The 3 months correlation between Global and First is 0.76. Overlapping area represents the amount of risk that can be diversified away by holding Global X Millennials and First Trust International in the same portfolio, assuming nothing else is changed. The correlation between historical prices or returns on First Trust International and Global X is a relative statistical measure of the degree to which these equity instruments tend to move together. The correlation coefficient measures the extent to which returns on Global X Millennials are associated (or correlated) with First Trust. Values of the correlation coefficient range from -1 to +1, where. The correlation of zero (0) is possible when the price movement of First Trust International has no effect on the direction of Global X i.e., Global X and First Trust go up and down completely randomly.

Pair Corralation between Global X and First Trust

Given the investment horizon of 90 days Global X Millennials is expected to generate 0.74 times more return on investment than First Trust. However, Global X Millennials is 1.36 times less risky than First Trust. It trades about 0.45 of its potential returns per unit of risk. First Trust International is currently generating about 0.1 per unit of risk. If you would invest  4,262  in Global X Millennials on August 24, 2024 and sell it today you would earn a total of  330.00  from holding Global X Millennials or generate 7.74% return on investment over 90 days.
Time Period3 Months [change]
DirectionMoves Together 
StrengthSignificant
Accuracy100.0%
ValuesDaily Returns

Global X Millennials  vs.  First Trust International

 Performance 
       Timeline  
Global X Millennials 

Risk-Adjusted Performance

21 of 100

 
Weak
 
Strong
Solid
Compared to the overall equity markets, risk-adjusted returns on investments in Global X Millennials are ranked lower than 21 (%) of all global equities and portfolios over the last 90 days. In spite of very conflicting essential indicators, Global X displayed solid returns over the last few months and may actually be approaching a breakup point.
First Trust International 

Risk-Adjusted Performance

3 of 100

 
Weak
 
Strong
Very Weak
Compared to the overall equity markets, risk-adjusted returns on investments in First Trust International are ranked lower than 3 (%) of all global equities and portfolios over the last 90 days. Despite fairly strong basic indicators, First Trust is not utilizing all of its potentials. The current stock price confusion, may contribute to short-horizon losses for the traders.

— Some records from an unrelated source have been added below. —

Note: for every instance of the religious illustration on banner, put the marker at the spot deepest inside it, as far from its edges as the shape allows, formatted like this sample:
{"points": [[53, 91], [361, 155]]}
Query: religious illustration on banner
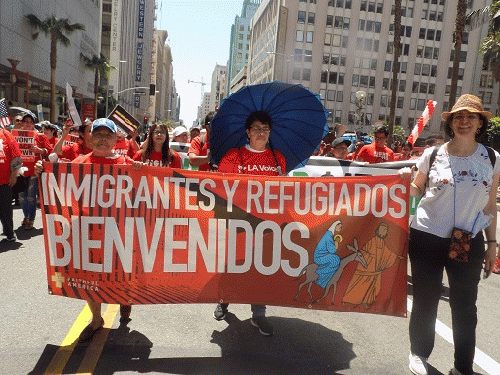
{"points": [[161, 235]]}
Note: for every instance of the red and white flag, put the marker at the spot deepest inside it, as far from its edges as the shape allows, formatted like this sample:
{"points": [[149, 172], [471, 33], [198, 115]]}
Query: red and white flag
{"points": [[419, 126], [5, 119]]}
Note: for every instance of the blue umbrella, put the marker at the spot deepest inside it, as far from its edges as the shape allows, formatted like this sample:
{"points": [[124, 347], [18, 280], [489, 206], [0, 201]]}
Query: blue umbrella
{"points": [[299, 121]]}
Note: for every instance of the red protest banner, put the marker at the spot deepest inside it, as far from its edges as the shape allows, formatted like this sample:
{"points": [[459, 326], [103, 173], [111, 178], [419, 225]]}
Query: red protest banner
{"points": [[160, 235]]}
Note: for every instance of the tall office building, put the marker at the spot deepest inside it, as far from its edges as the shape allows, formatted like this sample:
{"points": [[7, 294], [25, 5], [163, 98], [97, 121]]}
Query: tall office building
{"points": [[24, 62], [218, 87], [338, 47], [240, 43], [127, 42]]}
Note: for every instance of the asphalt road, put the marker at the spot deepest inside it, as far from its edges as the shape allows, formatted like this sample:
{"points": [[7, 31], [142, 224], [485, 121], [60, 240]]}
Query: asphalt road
{"points": [[38, 332]]}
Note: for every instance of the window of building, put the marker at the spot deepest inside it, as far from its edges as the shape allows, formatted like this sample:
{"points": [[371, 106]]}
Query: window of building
{"points": [[301, 17], [336, 41], [311, 16], [306, 74], [402, 85], [296, 74], [355, 80], [417, 69], [308, 55], [329, 21], [413, 105], [371, 83], [328, 39], [420, 104]]}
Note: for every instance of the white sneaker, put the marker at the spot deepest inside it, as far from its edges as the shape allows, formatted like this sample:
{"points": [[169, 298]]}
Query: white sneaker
{"points": [[418, 365]]}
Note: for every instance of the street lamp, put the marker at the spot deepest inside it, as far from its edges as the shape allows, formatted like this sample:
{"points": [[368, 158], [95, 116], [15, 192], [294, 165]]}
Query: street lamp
{"points": [[107, 88], [360, 98]]}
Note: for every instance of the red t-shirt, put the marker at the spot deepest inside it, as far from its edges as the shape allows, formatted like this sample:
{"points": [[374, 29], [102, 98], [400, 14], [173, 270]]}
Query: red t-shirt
{"points": [[252, 162], [373, 154], [155, 159], [197, 149], [72, 151], [124, 147], [91, 159], [9, 149]]}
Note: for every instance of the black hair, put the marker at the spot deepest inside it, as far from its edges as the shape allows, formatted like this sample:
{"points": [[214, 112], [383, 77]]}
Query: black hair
{"points": [[381, 129], [166, 155], [260, 116]]}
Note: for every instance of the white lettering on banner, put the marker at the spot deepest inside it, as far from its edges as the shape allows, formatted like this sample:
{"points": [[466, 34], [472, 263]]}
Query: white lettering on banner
{"points": [[213, 249], [192, 194]]}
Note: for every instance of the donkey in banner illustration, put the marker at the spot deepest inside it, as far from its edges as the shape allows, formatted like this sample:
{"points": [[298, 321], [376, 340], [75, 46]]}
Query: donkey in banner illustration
{"points": [[312, 276]]}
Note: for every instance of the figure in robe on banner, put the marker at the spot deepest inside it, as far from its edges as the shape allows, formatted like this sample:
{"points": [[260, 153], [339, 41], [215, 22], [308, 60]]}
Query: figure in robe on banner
{"points": [[325, 254], [366, 282]]}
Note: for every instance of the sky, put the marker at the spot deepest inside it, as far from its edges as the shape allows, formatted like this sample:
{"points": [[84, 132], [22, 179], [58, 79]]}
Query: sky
{"points": [[199, 36]]}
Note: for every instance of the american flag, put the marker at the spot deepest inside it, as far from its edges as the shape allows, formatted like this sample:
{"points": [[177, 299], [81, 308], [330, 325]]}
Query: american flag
{"points": [[4, 115]]}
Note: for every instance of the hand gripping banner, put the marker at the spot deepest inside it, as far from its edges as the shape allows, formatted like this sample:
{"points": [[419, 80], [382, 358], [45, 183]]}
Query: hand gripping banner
{"points": [[159, 235]]}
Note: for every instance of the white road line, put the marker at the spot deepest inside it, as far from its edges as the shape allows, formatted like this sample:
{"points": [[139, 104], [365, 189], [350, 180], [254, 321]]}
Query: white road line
{"points": [[481, 359]]}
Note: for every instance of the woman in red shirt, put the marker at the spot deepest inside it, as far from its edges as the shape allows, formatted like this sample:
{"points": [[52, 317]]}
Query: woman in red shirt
{"points": [[157, 151]]}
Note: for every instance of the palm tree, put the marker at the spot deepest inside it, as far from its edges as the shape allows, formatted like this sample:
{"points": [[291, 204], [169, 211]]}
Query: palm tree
{"points": [[101, 68], [395, 66], [457, 39], [57, 30]]}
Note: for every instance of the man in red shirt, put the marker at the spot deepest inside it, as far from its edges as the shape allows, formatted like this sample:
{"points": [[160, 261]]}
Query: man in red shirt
{"points": [[256, 158], [102, 141], [72, 151], [10, 163], [199, 151], [377, 152]]}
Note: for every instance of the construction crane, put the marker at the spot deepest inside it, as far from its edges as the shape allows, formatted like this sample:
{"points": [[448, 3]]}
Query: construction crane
{"points": [[203, 84]]}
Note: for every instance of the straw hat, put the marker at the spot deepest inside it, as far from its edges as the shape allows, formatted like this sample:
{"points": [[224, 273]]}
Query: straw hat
{"points": [[469, 103]]}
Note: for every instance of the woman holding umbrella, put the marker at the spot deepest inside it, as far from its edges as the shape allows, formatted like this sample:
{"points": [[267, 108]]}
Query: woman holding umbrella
{"points": [[256, 158]]}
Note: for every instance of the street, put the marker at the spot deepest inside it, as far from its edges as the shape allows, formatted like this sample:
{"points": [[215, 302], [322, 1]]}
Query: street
{"points": [[38, 332]]}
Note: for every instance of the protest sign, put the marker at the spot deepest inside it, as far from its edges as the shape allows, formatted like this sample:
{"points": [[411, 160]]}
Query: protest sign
{"points": [[161, 235], [26, 141]]}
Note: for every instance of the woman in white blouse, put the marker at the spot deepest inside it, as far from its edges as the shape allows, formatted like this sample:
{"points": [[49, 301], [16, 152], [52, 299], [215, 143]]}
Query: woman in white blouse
{"points": [[458, 185]]}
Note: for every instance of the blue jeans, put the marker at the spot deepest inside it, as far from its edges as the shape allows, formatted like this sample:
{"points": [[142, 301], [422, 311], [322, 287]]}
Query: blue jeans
{"points": [[429, 258], [27, 198]]}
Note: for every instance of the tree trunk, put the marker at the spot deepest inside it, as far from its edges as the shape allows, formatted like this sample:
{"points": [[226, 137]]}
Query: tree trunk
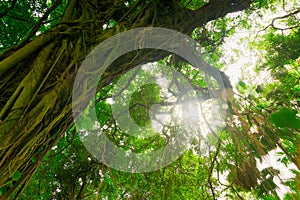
{"points": [[37, 77]]}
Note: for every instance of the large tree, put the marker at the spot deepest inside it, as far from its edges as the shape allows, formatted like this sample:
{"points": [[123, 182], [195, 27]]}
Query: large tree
{"points": [[38, 71]]}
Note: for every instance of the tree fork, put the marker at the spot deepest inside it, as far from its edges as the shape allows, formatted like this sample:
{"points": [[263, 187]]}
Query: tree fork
{"points": [[36, 132]]}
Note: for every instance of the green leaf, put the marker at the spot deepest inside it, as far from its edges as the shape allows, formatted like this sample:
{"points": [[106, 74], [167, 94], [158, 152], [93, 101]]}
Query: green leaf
{"points": [[285, 118]]}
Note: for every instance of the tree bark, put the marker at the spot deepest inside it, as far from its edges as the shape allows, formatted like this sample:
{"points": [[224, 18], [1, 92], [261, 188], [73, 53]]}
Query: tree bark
{"points": [[37, 77]]}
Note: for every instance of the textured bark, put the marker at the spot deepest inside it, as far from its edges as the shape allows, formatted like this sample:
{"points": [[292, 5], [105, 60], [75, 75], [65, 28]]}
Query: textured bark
{"points": [[37, 78]]}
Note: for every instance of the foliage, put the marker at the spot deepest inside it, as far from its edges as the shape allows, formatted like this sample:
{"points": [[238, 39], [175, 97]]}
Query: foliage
{"points": [[259, 119]]}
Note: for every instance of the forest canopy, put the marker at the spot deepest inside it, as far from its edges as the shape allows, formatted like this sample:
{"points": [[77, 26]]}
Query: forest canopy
{"points": [[228, 135]]}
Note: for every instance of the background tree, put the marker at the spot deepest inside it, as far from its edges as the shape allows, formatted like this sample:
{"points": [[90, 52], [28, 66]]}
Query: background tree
{"points": [[43, 46]]}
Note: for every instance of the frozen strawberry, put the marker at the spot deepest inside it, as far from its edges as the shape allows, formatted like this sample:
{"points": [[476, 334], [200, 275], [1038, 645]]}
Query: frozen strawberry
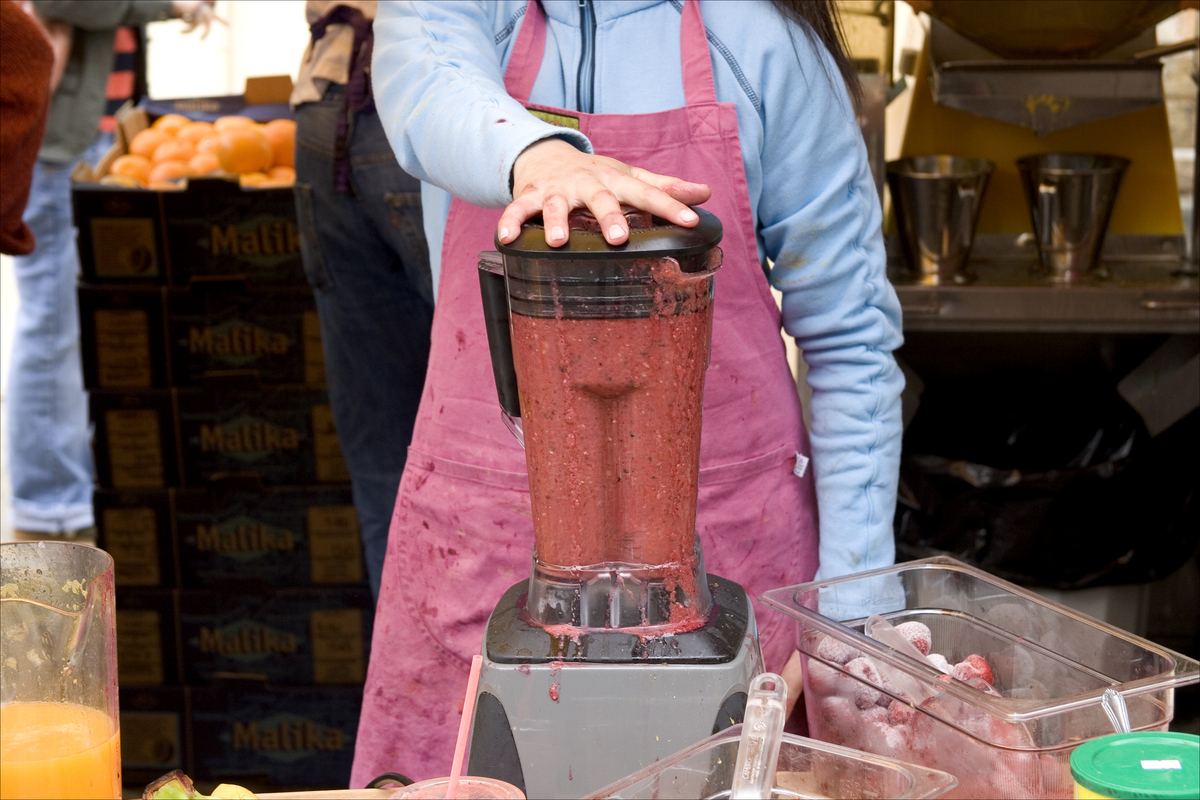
{"points": [[837, 651], [917, 633], [900, 713], [972, 667], [865, 695]]}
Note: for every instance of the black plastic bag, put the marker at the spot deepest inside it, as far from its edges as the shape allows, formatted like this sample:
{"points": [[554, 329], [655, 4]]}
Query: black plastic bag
{"points": [[1059, 487]]}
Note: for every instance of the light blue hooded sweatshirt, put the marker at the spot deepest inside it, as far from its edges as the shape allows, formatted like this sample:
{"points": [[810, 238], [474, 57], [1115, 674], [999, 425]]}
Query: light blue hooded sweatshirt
{"points": [[438, 77]]}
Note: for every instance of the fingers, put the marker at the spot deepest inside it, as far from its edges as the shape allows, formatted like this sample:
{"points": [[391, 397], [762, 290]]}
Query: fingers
{"points": [[605, 208], [651, 198], [553, 218], [679, 194], [552, 178], [515, 215]]}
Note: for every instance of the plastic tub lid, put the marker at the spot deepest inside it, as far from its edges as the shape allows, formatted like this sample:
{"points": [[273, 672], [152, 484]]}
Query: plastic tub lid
{"points": [[1147, 764]]}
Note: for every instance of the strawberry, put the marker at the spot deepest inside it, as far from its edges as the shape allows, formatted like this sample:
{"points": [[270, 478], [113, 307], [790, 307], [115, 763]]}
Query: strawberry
{"points": [[972, 667]]}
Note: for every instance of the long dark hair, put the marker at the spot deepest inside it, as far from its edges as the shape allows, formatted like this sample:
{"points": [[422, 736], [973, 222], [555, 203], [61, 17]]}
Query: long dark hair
{"points": [[820, 18]]}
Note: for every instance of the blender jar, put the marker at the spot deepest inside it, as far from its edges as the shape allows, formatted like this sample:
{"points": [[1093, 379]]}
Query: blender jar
{"points": [[609, 352], [59, 735]]}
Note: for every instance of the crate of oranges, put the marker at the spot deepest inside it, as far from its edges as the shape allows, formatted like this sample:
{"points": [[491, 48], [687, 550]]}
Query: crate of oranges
{"points": [[192, 194], [174, 149]]}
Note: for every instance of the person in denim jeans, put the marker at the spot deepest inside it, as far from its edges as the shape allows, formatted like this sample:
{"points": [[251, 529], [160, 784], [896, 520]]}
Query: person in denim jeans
{"points": [[365, 254]]}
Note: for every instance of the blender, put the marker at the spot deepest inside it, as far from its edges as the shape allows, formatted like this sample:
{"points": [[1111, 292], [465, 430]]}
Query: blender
{"points": [[619, 649]]}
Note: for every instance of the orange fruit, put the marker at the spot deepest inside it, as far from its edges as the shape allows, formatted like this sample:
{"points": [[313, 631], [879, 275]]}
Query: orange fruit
{"points": [[204, 163], [173, 150], [209, 143], [282, 136], [132, 166], [226, 122], [193, 132], [147, 142], [171, 124], [282, 175], [166, 170], [244, 150], [124, 181]]}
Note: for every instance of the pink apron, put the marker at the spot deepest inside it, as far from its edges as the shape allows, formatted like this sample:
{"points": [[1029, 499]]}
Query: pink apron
{"points": [[462, 531]]}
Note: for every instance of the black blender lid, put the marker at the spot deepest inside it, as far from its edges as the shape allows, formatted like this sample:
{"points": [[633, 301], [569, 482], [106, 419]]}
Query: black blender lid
{"points": [[648, 238]]}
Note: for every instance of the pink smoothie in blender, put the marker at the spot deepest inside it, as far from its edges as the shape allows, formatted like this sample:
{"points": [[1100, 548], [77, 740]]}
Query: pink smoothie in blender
{"points": [[619, 636], [610, 355]]}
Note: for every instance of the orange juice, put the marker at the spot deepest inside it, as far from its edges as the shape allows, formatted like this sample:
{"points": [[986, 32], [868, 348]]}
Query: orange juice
{"points": [[58, 750]]}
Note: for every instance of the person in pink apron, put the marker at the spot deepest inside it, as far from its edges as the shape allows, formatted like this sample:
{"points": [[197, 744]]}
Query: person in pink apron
{"points": [[484, 98]]}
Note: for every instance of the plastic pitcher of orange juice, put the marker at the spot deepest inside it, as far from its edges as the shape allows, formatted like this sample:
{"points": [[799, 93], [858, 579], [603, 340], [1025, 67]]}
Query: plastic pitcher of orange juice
{"points": [[59, 735]]}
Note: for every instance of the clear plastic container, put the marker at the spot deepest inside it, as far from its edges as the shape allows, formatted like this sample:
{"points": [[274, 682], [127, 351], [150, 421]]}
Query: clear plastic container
{"points": [[805, 769], [1050, 666], [484, 788]]}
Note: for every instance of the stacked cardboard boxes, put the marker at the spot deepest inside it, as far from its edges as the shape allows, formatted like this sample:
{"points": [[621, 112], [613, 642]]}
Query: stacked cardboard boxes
{"points": [[244, 619]]}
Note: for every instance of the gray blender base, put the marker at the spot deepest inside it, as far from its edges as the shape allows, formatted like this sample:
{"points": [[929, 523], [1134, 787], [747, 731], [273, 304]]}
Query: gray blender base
{"points": [[567, 728]]}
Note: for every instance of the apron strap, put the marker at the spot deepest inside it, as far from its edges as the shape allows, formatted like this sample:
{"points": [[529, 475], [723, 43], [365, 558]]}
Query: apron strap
{"points": [[531, 46], [697, 64], [527, 53]]}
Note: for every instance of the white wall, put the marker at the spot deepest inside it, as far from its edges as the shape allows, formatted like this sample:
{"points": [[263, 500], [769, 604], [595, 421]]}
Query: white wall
{"points": [[263, 37]]}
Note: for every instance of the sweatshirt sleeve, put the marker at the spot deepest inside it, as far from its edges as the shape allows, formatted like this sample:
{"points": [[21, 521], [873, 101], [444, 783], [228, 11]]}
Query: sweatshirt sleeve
{"points": [[821, 226], [103, 14], [439, 90]]}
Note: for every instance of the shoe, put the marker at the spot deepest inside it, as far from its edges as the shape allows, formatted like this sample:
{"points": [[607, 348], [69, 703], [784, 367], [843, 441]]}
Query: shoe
{"points": [[78, 536]]}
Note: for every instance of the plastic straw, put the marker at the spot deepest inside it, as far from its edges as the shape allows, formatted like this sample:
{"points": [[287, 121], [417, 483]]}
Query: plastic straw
{"points": [[468, 714]]}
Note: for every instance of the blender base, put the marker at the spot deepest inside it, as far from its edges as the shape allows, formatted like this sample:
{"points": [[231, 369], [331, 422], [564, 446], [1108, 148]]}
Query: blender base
{"points": [[562, 716]]}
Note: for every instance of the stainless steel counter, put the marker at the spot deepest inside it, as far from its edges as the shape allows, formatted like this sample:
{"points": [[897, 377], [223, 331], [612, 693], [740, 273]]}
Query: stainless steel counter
{"points": [[1149, 290]]}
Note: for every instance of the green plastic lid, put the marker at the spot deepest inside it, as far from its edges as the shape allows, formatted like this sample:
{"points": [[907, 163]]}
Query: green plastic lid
{"points": [[1140, 765]]}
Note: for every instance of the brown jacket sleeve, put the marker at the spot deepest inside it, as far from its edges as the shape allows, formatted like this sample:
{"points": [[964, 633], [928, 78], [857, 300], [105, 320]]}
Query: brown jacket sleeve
{"points": [[25, 61]]}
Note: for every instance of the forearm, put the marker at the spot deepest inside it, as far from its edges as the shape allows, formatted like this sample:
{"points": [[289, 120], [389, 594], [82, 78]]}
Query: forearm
{"points": [[439, 89], [846, 320]]}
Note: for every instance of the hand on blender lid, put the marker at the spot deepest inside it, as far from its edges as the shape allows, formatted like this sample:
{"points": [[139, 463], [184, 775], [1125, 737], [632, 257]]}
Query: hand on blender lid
{"points": [[553, 178]]}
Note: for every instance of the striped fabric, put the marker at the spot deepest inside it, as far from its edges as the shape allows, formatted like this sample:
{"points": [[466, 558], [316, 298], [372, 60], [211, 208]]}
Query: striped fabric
{"points": [[120, 79]]}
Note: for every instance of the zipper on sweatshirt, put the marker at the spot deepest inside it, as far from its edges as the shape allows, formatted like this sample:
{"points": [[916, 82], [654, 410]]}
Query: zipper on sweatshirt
{"points": [[586, 76]]}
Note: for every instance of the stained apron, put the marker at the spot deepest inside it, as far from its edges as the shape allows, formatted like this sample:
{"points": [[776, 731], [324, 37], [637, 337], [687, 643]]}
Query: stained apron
{"points": [[462, 530]]}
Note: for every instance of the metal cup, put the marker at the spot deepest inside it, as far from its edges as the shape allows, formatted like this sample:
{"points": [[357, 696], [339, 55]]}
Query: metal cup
{"points": [[1071, 197], [936, 202]]}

Global X and First Trust Volatility Contrast

   Predicted Return Density   
       Returns  

Pair Trading with Global X and First Trust

The main advantage of trading using opposite Global X and First Trust positions is that it hedges away some unsystematic risk. Because of two separate transactions, even if Global X position performs unexpectedly, First Trust can make up some of the losses. Pair trading also minimizes risk from directional movements in the market. For example, if an entire industry or sector drops because of unexpected headlines, the short position in First Trust will offset losses from the drop in First Trust's long position.
The idea behind Global X Millennials and First Trust International pairs trading is to make the combined position market-neutral, meaning the overall market's direction will not affect its win or loss (or potential downside or upside). This can be achieved by designing a pairs trade with two highly correlated stocks or equities that operate in a similar space or sector, making it possible to obtain profits through simple and relatively low-risk investment.
Check out your portfolio center.
Note that this page's information should be used as a complementary analysis to find the right mix of equity instruments to add to your existing portfolios or create a brand new portfolio. You can also try the Portfolio Analyzer module to portfolio analysis module that provides access to portfolio diagnostics and optimization engine.